Hora de fazer ginástica

Ele ia correr, ele vestia o agasalho de ginástica, ele saía de casa para fazer ginástica, ele pegava a bicicleta e ia para a rua, ele amarrava a bicicleta no poste em qualquer poste em qualquer lugar no meio da rua e pegava um ônibus. Que delícia um homem pegar um ônibus às sete horas da manhã e ir acordar você com um saco cheio de pãezinhos quentinhos e crocantes. Ele chegava com o agasalho de ginástica verde, ele tinha muitas esperanças, ele adorava vestir roupas verdes. Ele deixava a bicicleta pra lá e ia correndo, o ônibus na esquina da rua. Ele parava na padaria e comprava os pãezinhos mais torradinhos. Ele ia tomar café, você preparava o café bem forte bem quente bem preto, vocês trepavam no corredor quando você abria a porta, o saco de pãezinhos quentinhos no chão ao lado da porta. A roupa de ginástica verde, a camisola de seda cor-de-rosa. Ele chegava tarde no trabalho suado cansado, ele ia correndo.

quinta-feira, dezembro 30, 2004

Triângulo amoroso

Era um triângulo amoroso inusitado. Ele saía cedo de casa e ia ver você, antes do trabalho. Às vezes voltava à noite. Durante o dia você ficava com ela. Era com ela que fazia natação, ia ao shopping, almoçava em família, brincava com as crianças.
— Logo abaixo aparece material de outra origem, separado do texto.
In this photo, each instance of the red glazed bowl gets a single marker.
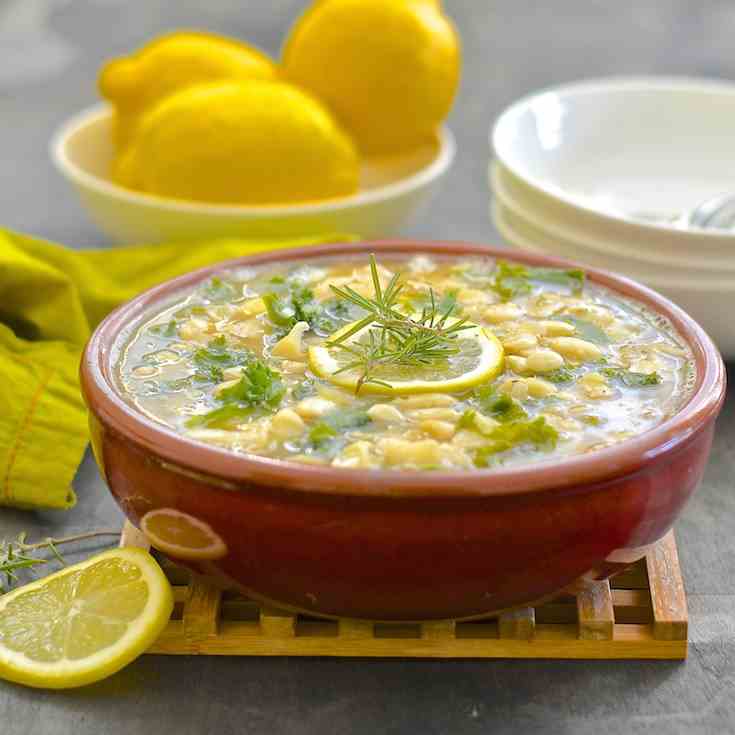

Ele não se importava, talvez porque tivesse dúvidas quando se referia a ela como uma namorada. Você nunca disse sim nem não. Dessa forma você o atormentava, você o deixava louco, você o amava.

Marco

Ele começou a falar, você não esperava que fosse tão bom. Ao som de ella fitzgerald, ele mostrou as filhas, previu o futuro, riu muito por estar à toa, galinhando mais uma vez, mais magro, mais moreno, mais bonito, o mesmo jeito de galã que encantava as mocinhas quando você era criança. Você também ficava encantada, sonhava ser princesa. Ele acendeu um cigarro e disse, é o último, ele está malhando, está rejuvenescendo, está apaixonado por tecnologia e cada vez mais poderoso. Depois de uns drinques faltou pouco para te propor algo indecoroso, se não estivesse trabalhando talvez fosse embora com ele, talvez desse ouvidos ao que ele queria dizer e você não deixou, você teve medo, ele tão elegante e sozinho, você cheia de dúvidas e problemas. Poderia ter sido um marco na sua vida.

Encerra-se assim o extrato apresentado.